Have you ever wondered how your Missouri Electric Cooperative figures out how much power your family, your business — and the whole Cooperative — needs each day, month, or year, to live and work comfortably? And even more importantly, have you ever wondered how your Cooperative actually supplies that power to you when your needs aren’t exactly the same from one day to the next?

Base Load Power
The minimum amount of power you and your community need in any given 24-hour cycle is called your base load, or your base load requirement.

Your base load requirement is met largely using the energy that’s generated at coal-burning power plants. These plants are large, reliable, and inexpensive to operate, which means that your Cooperative can provide you with the minimum power you need on a day-to-day basis reliably and affordably.

Base load power plants don’t fluctuate their production in response to your usage, though, so if the weather gets exceptionally hot or cold (and you use more power), they might not be able to meet your needs.
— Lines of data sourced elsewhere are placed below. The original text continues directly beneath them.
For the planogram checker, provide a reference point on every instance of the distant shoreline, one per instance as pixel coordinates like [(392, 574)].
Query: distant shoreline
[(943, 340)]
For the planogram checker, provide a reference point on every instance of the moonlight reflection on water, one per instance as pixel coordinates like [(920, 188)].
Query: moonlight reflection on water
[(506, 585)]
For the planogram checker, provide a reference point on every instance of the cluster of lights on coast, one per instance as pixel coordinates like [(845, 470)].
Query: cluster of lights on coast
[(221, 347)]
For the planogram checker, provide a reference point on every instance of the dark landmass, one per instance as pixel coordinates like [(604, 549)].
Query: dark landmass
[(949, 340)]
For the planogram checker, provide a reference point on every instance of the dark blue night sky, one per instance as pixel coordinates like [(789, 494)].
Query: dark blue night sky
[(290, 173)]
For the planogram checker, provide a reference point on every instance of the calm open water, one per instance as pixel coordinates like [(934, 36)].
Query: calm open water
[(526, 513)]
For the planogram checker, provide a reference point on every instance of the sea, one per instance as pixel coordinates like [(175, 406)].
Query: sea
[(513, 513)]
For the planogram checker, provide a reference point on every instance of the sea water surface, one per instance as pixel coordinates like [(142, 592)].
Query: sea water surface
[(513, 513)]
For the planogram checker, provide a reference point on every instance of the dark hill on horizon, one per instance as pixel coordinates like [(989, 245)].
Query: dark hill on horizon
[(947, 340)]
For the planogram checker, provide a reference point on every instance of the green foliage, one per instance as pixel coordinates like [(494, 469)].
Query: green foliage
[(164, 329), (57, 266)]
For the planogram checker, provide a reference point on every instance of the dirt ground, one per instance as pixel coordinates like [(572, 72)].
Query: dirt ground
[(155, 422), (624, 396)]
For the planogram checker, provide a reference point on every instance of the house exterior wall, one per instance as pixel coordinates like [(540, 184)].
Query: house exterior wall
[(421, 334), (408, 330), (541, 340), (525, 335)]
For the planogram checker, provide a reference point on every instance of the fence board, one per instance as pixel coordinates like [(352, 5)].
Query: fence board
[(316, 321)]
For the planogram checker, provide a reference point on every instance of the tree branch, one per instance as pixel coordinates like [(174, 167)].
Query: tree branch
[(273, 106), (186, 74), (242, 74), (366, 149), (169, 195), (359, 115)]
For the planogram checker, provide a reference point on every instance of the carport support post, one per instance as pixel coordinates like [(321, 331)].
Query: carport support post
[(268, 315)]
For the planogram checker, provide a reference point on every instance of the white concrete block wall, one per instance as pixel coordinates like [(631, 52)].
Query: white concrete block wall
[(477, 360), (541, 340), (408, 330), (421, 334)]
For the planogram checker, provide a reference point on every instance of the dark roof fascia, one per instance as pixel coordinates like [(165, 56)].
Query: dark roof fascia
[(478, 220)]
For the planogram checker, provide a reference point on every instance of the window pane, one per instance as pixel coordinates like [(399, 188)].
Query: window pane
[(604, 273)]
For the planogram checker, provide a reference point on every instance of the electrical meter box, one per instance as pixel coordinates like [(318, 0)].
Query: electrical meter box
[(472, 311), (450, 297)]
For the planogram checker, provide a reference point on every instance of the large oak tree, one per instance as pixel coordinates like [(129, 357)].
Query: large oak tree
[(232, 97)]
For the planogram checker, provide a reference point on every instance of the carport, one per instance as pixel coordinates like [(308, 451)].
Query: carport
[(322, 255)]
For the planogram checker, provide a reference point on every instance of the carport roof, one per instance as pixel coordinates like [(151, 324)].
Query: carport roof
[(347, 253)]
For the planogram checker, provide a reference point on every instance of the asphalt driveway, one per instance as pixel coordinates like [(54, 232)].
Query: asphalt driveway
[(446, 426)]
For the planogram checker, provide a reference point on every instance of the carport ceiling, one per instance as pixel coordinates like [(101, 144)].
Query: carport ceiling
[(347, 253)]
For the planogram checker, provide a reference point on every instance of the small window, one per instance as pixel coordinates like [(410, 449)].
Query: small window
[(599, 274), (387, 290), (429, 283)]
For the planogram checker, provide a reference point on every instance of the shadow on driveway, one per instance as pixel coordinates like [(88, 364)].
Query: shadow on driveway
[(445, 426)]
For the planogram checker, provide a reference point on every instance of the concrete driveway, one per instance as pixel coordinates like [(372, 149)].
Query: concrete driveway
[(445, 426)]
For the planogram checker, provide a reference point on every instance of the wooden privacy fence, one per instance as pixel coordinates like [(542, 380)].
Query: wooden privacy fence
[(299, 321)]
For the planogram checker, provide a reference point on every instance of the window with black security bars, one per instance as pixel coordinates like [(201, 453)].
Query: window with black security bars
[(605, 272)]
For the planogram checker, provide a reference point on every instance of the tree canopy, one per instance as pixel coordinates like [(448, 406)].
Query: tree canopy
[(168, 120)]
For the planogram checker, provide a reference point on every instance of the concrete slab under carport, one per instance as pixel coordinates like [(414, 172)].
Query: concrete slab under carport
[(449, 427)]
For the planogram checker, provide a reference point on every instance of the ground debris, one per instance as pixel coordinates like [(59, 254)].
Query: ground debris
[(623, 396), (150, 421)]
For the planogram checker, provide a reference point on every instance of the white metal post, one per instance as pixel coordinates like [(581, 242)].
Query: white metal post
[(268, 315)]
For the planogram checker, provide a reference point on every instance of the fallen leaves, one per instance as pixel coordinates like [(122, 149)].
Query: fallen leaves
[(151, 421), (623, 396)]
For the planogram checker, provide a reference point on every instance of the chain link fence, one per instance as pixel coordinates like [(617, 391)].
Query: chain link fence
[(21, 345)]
Base load plants aren’t designed to be adaptable — they’re designed to be large and reliable; the backbone of Missouri’s rural power supply.

Adaptable, Intermediate Power Plants
So what happens when your needs exceed the power generated by base load plants? Maybe the temperatures are higher, and you’re running your air conditioner more often. Or maybe you use more power before school each morning than you do at other times of day. What does your Cooperative do then?
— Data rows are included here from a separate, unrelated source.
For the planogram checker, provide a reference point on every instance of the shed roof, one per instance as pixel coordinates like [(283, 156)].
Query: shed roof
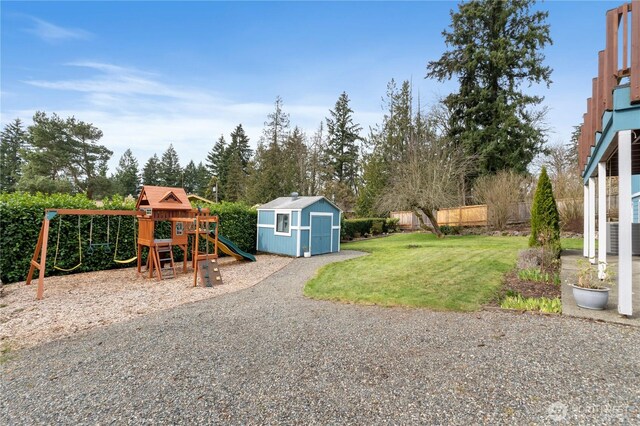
[(294, 203), (163, 198)]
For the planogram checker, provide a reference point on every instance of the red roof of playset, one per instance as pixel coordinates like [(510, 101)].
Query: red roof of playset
[(163, 198)]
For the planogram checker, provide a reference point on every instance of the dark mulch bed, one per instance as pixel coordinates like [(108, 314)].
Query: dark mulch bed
[(529, 288)]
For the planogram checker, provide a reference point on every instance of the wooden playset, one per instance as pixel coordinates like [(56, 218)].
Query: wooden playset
[(155, 204)]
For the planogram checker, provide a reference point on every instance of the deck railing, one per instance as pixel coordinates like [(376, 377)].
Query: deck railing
[(620, 59)]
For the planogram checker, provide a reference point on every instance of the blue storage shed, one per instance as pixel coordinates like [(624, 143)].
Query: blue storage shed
[(295, 225)]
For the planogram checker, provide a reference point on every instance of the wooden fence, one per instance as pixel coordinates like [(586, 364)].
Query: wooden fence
[(463, 216), (479, 215), (408, 221)]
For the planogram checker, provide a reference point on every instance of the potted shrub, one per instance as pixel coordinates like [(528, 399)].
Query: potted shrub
[(591, 291)]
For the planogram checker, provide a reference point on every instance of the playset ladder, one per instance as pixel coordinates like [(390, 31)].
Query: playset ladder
[(209, 272), (163, 256)]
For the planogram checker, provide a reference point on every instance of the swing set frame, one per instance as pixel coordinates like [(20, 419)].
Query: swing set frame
[(39, 260)]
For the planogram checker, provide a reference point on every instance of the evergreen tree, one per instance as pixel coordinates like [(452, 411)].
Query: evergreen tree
[(317, 166), (495, 49), (126, 179), (150, 171), (545, 219), (267, 183), (13, 141), (203, 178), (215, 157), (342, 149), (240, 144), (169, 170), (375, 178), (295, 163), (65, 150), (234, 186), (190, 178)]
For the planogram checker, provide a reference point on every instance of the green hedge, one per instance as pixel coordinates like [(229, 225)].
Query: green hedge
[(21, 218), (354, 228), (238, 222)]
Your Missouri Electric Cooperative still relies on base load plants for some of your power generation, but when you need more than those base load plants can provide, your Cooperative also pulls from an additional type of power plant: the natural gas-powered intermediate plant.

Intermediate plants are smaller than base load plants are, and they’re better able to respond to your usage fluctuation, too. They can be turned on and off to meet your needs, making them an important part of your Cooperative’s power mix. The downside of intermediate plants, though, is that they’re more expensive to operate than base load plants are.

What Happens When Peak Load Spikes? 
When your peak load spikes exceptionally high, like it does on the very hottest summer days and the very coldest winter ones, Missouri’s Electric Cooperatives use a third kind of power plant to generate electricity: Simple-cycle gas plants.

Simple-cycle plants are incredibly agile, and they can be started up (or turned back off) very quickly to help meet your peak needs. They’re also the most expensive of the three primary kinds of power plants we use in rural Missouri.

Your Cooperative uses a mix of base load resources, intermediate natural gas plants, and simple-cycle plants to provide you with reliable power during base and peak usage, both: Base requirements are met inexpensively using base load plants, while peak load can be met at higher rates using adaptable intermediate and simple-cycle plants.